And in performing literature reviews

and organizing your projects, right?

And so I think that that's definitely something that

we're gonna be putting a lot more energy into.

- Yeah, I mean, you know,

there's those moments, and as a technologist

and someone that loves to develop technologies

and apply them to biology, which is an affinity

that I know we both share,

you know, there are those moments where you see technologies

or kind of like experience technologies

and you just like really feel them.

And I still have that moment of like uplift, you know,

remembering the first time like playing with Claude Code

and making tasks that are either kind of

beyond my technical capabilities, tractable and manageable,

or the tasks of just, you know, like workflow running

and execution that are just time intensive

and cumbersome, trivial, right?

I mean, it just like puts those tools in scientists' hands

in a way that is incredibly powerful.

- It really is.

And you know, you mentioning those moments

where you just viscerally feel, you know,

the new capabilities that are out there,

that reminds me of that moment for me,

that really woke me up for the first time,

and this was actually back in the Sonnet 3.5 days

that "Wow, these LLMs

and these frontier models are really relevant

for what we're doing in the life sciences."

And so for me, that moment was,

at the time I was running a biotech company

that I had founded, and I had this idea that I wanted to try

to see, "Hey, if I had had access to Claude

when I was starting this company five years ago,

how much time would it have saved us?

And how much heartache in trying to navigate

some of these really difficult

R&D problems we were trying to solve,

would it have saved us?"

And I'll never forget this

because the very first huge technical roadblock

that we ran into when we founded this company,

there was a problem, we were developing an assay,

you know, trying to detect in this case COVID.

And it wasn't working.

We were getting inhibited by the sample matrix

and we couldn't figure it out, right?

And it took us three months, ultimately,

and, you know,

lots of people working day and night in the lab

to fix the problem.

And I posed this problem to Claude, I said,

"Hey, we're trying to develop this assay,

and we're seeing that the sample is inhibiting things,

and what should we do to get unstuck?"

And just in one minute, you know, one response,

Claude actually just one shotted the answer,

and said, "Hey, I think you should add

this much of this chemical, you know, into the mix."

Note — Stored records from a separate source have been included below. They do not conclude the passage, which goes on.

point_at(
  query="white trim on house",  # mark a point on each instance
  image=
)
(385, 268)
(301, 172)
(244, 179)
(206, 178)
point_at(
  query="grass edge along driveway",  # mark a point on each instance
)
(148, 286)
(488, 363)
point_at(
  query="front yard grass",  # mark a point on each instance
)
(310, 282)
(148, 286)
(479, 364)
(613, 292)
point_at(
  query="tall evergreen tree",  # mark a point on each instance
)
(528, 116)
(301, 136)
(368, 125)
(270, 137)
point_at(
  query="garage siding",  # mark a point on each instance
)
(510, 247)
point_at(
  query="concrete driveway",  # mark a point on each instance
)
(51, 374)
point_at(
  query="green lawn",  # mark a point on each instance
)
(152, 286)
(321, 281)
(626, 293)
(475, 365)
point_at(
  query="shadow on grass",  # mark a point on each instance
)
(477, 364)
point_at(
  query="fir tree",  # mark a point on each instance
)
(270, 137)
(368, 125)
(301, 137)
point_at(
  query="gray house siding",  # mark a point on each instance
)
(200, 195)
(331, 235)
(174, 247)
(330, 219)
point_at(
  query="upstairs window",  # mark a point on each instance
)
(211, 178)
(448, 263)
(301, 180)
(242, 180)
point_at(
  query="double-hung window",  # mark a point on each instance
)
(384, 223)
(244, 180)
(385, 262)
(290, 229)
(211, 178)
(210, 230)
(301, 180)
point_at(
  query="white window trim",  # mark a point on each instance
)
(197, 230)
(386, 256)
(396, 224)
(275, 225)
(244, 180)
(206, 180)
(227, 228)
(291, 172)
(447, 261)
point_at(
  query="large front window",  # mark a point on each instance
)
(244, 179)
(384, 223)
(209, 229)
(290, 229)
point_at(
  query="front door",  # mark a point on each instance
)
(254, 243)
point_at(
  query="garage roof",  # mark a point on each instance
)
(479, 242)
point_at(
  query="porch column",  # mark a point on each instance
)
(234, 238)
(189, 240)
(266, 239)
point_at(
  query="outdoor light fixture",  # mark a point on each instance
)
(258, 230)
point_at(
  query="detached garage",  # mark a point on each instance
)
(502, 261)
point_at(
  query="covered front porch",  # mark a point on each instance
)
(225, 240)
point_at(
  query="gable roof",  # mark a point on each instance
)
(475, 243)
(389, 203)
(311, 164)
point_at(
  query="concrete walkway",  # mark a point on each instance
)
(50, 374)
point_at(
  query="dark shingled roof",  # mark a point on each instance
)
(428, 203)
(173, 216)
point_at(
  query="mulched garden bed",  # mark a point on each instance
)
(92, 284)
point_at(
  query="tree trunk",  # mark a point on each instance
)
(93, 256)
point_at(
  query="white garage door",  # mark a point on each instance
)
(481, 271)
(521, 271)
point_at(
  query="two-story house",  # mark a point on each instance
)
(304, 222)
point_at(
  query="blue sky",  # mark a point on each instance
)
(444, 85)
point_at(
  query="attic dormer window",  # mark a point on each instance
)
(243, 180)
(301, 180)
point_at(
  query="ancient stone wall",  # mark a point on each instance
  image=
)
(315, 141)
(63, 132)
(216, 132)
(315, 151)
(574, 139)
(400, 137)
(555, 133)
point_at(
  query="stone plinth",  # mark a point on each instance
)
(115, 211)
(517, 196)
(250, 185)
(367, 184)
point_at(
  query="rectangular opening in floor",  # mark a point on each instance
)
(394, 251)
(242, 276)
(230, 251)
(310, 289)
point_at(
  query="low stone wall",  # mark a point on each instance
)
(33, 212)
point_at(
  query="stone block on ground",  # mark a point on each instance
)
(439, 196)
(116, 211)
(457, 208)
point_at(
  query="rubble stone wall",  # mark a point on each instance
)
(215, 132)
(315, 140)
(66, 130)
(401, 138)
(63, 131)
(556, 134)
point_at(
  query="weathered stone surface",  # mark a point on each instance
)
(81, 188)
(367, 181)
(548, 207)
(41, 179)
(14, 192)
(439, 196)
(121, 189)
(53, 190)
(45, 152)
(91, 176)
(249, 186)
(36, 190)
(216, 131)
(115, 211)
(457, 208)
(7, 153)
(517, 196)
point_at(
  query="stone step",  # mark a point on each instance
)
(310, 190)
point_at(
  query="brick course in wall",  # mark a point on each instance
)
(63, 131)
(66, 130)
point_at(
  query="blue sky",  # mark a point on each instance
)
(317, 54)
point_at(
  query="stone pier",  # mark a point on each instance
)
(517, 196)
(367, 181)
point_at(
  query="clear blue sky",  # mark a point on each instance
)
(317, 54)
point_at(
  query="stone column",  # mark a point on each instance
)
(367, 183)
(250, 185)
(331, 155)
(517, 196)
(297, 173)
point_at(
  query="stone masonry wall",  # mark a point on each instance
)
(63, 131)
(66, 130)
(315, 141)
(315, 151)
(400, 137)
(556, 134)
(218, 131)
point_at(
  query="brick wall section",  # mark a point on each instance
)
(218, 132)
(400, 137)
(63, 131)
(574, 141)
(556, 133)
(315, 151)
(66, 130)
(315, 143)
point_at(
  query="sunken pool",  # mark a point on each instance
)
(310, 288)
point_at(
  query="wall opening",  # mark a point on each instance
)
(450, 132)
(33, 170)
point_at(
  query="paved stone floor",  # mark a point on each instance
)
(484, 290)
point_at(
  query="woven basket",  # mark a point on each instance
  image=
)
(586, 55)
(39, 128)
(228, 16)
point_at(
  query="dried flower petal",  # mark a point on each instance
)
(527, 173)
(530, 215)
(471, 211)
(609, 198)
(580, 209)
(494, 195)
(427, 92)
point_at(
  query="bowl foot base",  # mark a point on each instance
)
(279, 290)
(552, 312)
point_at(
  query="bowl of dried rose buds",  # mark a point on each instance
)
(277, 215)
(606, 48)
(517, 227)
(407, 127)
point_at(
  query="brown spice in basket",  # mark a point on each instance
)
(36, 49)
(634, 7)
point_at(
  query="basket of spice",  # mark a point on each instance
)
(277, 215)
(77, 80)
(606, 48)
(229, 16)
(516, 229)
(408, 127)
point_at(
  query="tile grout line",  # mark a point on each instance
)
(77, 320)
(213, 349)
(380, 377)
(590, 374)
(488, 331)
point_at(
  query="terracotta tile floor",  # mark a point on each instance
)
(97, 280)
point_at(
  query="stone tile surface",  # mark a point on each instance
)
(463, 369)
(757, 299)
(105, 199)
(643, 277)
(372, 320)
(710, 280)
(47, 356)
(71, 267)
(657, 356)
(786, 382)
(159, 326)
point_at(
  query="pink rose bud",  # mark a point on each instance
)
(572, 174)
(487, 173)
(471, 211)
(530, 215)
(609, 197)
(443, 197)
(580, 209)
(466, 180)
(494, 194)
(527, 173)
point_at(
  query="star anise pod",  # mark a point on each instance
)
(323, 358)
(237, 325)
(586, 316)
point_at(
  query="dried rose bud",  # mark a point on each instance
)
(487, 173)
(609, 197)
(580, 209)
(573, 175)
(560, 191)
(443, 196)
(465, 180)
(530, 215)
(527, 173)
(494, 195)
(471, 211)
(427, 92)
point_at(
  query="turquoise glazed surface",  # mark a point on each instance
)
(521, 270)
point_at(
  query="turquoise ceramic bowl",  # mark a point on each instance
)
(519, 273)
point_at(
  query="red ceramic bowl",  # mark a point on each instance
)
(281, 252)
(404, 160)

And, you know, that was a really eye-opening moment, right?

That here, in conversing with Claude, you know,

you're kind of talking to a distilled version

of the totality of, you know, scientific knowledge, right?

And at the time it was imperfect,

but it's rapidly getting better.

- There's always this tension,

and I think scientists want perfection, right?

It's something that we all kind of like strive for

and want that specificity.

But for a lot of the work that holds science back,

protocol optimization, you know,

and an imperfect but helpful answer

is the sort of thing that we go to,

you know, the most trusted colleagues

where they might say like, "Eh, I don't know if,

but like, this looks familiar."

Right? Like, I've seen this problem at some point.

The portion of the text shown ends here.